Dow is far from the only blue-chip company to raise hackles over alleged espionage by Chinese insiders. In other recent cases, a Ford engineer pleaded guilty in November to stealing engine designs and bringing them to his new employer, the state-controlled
Beijing Automotive Company
. In October, a former DuPont chemist was sentenced to more than a year in prison for pilfering next-generation LED technology. And in July 2010, a husband-and-wife team was indicted for allegedly stealing hybrid-vehicle know-how from General Motors, and putting it in the hands of the Chinese carmaker,
In addition to the trade-secret-theft case, Dow Chemical is the alleged victim of an act of economic espionage. In July, a former research scientist in the company's agricultural division was arrested after he allegedly filched a recipe for an organic insecticide that he'd helped develop. After he took a job at a university in China, he allegedly shared the Dow research with colleagues in an attempt to commercialize products based on those trade secrets.
The tale of Wen Chyu Liu, the Ziplog-bag innovator convicted on Monday, demonstrates the complexity involved in these cases -- and their many shades of gray.
The case dates back to 1999, when Dow filed a civil lawsuit against Liu, who also goes by David, and three partners. Liu, now 74 years old, had worked at Dow for 27 years, starting in 1965. Born in China to a former general in Chiang-Kai-Shek's army, Liu fled with his family to Taiwan as a boy and came to the U.S. to study on a National Science Foundation scholarship, according to his Baton Rouge-based attorney, C. Frank Holthaus. Liu holds dual citizenship in Taiwan and the U.S.
After retiring from Dow in 1992, Liu decided to strike out on his own with the help of three partners, two Americans and one German, each a former Dow scientist. Their idea was to sell to Chinese companies a recipe and a manufacturing process for chlorinated polyethylene, or CPE, a substance used in a host of products, from roofing shingles to electrical insulation. Holthaus says that Liu even had the technologies patented in China.
"This CPE is not super fancy stuff," Holthaus said. "It's like if you're a chef, and you got a recipe for a gumbo, you can find another recipe for a gumbo real easy."
In the middle 1990s, on a series of trips through China, Liu contracted with just one manufacturer on a deal, according to Holthaus. Then, in 1999, Dow came calling.
The company alleged that Liu and his partners stole the proprietary CPE research in a bid to start their own business in China.
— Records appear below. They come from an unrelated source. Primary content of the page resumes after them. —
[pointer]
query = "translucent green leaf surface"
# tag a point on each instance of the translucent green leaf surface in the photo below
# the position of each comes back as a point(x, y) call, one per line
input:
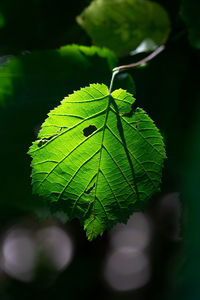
point(122, 25)
point(99, 156)
point(31, 85)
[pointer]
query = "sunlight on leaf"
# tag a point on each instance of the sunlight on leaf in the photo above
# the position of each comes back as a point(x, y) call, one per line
point(106, 174)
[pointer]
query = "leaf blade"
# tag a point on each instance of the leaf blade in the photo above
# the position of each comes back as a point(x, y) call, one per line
point(102, 177)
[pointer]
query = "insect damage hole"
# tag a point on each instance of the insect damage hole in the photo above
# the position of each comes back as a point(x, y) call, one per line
point(89, 130)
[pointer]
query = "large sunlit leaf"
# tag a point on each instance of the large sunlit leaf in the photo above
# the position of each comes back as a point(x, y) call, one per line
point(122, 25)
point(30, 85)
point(99, 156)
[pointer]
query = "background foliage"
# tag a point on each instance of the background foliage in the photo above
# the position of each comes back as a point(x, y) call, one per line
point(35, 75)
For years, the Midland, Michigan, giant pursued the lawsuit vigorously. According to Holthaus, the company eventually turned to the U.S. attorney's office in Baton Rouge -- where Liu had received his final posting while still a Dow employee, and where he still lived -- handing its findings over to federal authorities "on a silver platter." His partners pleaded guilty and testified against him.
Liu's defense, according to Holthaus and the argument he presented at trial, was that his partners were the ones who stole the Dow secrets. "David wasn't aware of it any more than Dow was," Holthaus says. The jury didn't agree, and Liu must now face sentencing and decide whether to appeal.
"Dow supports the conviction of Wen Chyu 'David' Liu by a federal jury in Baton Rouge," the company said in a statement Tuesday. "Dow is committed to protecting its intellectual property to the full extent of the law, and we are grateful to the U.S. Department of Justice for vigorously prosecuting this case."